The Baltimore Rhythm Festival is back, bigger and better than before. This festival that has previously hosted legendary drummers like Glen Velez, the founding Father of the modern frame drum movement; Orlando Cotto, a world-reknowned percussionist and marimba specialist; Babatunde Olatunje, the famous Nigerian drummer; and Tony Vacca; an international percussionist; to name a few.
This year’s festival will take place on October 4, 2014 from 11:30 a.m. to 9:30 p.m. at the 2640 Space at 2640 St. Paul Street, Baltimore, Maryland. There will be a variety of workshops, kid’s drum circles, some of the regions finest drum makers, great food and crafts, open jams as well as semi-structured improvisations and mini performances. Festival attendees will be able to Telesma, enjoy the deep traditional rhythms and dances of Ghana’s Fritete and and sway to the Middle Eastern grooves of The Fez Tones. The evening will culminate in the spirited performances by the ConneXions School Djembe Ensemble, music by the Liberian Women’s Chorus for Change, and drumming by Urban Foli led by Master Djembefola Menes Yahudah.
Telesma’s music has been described as “psychedelic tribal modern world dance music, “ with diverse sounds ranging from intense polyrhythmic rock to the trance-like pulses of modern electronic dance/groove music. The eclectic band are a festival favorite.
Fritete means “things of the ancient,” and is embodied in the traditional Ghanian dances of the Fritete African Drum and Dance Ensemble.

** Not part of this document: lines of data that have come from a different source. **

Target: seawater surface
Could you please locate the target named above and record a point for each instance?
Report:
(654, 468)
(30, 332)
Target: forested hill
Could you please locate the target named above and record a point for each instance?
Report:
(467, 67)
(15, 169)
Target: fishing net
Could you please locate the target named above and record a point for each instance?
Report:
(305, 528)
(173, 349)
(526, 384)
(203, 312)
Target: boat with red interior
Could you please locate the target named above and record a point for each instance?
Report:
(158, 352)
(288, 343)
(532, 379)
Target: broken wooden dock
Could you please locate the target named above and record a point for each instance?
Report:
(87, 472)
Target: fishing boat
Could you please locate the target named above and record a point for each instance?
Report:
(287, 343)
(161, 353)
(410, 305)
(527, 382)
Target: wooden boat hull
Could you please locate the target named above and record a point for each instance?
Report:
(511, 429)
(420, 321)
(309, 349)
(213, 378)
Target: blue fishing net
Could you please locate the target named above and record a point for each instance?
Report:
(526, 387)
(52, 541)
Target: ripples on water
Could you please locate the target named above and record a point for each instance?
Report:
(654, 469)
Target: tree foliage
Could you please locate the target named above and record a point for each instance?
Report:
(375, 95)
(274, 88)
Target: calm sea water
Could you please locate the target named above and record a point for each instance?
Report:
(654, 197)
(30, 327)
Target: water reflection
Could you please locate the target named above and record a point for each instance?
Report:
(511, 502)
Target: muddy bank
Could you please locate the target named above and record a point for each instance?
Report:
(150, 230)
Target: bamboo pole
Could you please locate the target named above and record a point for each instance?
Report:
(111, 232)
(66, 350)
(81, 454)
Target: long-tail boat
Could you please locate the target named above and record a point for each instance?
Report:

They incorporate calls and chants into their vigorous drum and dance sessions.
The Fez Tones bring a decidedly Middle Eastern flair to the festival with their drumming on traditional instruments (qanun, ney, oud, dumbek and riqq).
ConneXions School Djembe Ensemble will get you on your feet with their spirited Djembe drum performance. This Baltimore City Charter School uses African culture to teach leadership.
The Liberian Women’s Chorus for Change is composed of a core group of renowned singers and dancers from Liberia: Fatu Gayflor, Marie Nyenabo, Zaye Tete, and Tokay Tomah. These women have joined together to create music intended to name and lament the injustice of domestic violence, to encourage women to make their voices heard.
Urban Foli is an eclectic mix of traditional West African music, jazz, funk, hip-hop, spoken word, dance and truth.